As a quick counterexample, I only need to bring up the accepted notion that all artworks, after a certain amount of time, are supposed to be released into the public domain, thereby acquiring a collective ownership.
I'd also like to bring up something radical and anarchistic that will not seem so much so when only applied to art; namely the notion that
all property is already theft.
See the longer of my responses in the previous post. "Capable of making films" isn't the issue, because the situation isn't binary. It's not as if a studio either makes films or doesn't; they make more or fewer films, too, and those films can be given larger or smaller budgets. They can take more or fewer chances on unusual types of films, too. Studios that do well make more movies with bigger budgets, start sub-studios like Fox Searchlight to spotlight smaller films, and take more chances on riskier projects.

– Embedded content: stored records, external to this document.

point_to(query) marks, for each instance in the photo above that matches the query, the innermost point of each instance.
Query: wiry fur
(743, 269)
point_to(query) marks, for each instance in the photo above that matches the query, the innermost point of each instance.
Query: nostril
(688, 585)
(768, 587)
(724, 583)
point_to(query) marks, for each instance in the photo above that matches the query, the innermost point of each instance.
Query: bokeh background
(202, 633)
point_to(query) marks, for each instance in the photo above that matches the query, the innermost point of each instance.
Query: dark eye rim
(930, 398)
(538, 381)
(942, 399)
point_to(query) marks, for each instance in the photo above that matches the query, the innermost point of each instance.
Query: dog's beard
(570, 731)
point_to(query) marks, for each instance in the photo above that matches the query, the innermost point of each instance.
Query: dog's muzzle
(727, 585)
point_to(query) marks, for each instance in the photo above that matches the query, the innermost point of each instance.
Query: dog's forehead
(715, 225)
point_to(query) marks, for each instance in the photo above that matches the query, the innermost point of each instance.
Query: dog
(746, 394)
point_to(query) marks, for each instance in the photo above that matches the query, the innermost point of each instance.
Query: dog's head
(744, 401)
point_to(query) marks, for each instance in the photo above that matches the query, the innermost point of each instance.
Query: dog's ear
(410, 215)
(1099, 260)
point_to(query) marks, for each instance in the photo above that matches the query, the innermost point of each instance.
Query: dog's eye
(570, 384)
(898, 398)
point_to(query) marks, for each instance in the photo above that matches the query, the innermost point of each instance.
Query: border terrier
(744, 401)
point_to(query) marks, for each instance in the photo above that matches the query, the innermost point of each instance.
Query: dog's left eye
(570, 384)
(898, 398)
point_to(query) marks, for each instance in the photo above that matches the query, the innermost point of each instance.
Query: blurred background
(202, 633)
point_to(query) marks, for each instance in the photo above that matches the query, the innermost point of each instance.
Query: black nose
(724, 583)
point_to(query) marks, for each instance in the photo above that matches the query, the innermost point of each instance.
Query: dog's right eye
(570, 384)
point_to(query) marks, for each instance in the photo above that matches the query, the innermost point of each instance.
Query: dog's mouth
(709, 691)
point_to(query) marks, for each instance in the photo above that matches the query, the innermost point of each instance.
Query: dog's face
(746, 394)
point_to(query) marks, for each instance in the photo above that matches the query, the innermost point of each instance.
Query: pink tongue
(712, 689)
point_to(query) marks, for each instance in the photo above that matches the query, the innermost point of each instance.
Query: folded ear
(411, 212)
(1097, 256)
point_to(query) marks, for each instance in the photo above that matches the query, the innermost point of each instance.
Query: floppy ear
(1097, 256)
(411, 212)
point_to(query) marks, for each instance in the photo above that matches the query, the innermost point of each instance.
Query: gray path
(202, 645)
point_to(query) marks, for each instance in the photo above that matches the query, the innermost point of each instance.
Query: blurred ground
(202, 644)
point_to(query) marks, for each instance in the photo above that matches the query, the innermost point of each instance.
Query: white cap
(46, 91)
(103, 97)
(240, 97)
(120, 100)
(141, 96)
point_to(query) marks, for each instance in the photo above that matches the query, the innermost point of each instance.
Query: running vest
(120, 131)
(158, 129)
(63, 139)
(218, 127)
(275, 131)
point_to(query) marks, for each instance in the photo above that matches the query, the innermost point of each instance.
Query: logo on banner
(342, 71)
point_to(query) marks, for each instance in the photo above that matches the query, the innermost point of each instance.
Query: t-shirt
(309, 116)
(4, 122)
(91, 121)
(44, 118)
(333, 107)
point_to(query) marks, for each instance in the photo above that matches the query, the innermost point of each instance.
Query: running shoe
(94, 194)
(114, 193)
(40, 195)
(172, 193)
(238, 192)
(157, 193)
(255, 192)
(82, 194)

A company is either soluble or insoluble. MGM was heading on a downward track for a long time, but nothing became certain until they declared their mission of an independent future impossible. So, maybe through this logic we can never "know" of a studio's capability until their admission of incapability, which, unfortunate as that seems, might be the only practical way of going about this issue when considering the nature of the film industry as composed of large, discreet projects. I'm sure a studio could be, in a binary sense,
one film away from bankruptcy or massive rebirth. Imagine if MGM had released
Avatar (barring all worldly oddities in realizing this notion). Everything for them would have changed. To me this
does seem binary.
I'm not sure I made that claim; I only claim that it makes some kind of difference, and that it'll probably become a bigger problem over time. This doesn't mean that I attribute all studio problems to file-sharing. A well-run study will probably still stay afloat and a poorly run one probably shouldn't blame file-sharing for its demise. For now, at least.
The idea of "for now" is yet another interesting one. How do we know that "for now" is not the limit of the problem? Filesharing has been around in some form or another for at least 10 years now (happy anniversary!
), I believe, so perhaps this is its limit? I think this is important, because it brings up the question whether or not "lending" will ever become "en masse", assuming that it is not proper to describe the current state of affairs as "en masse".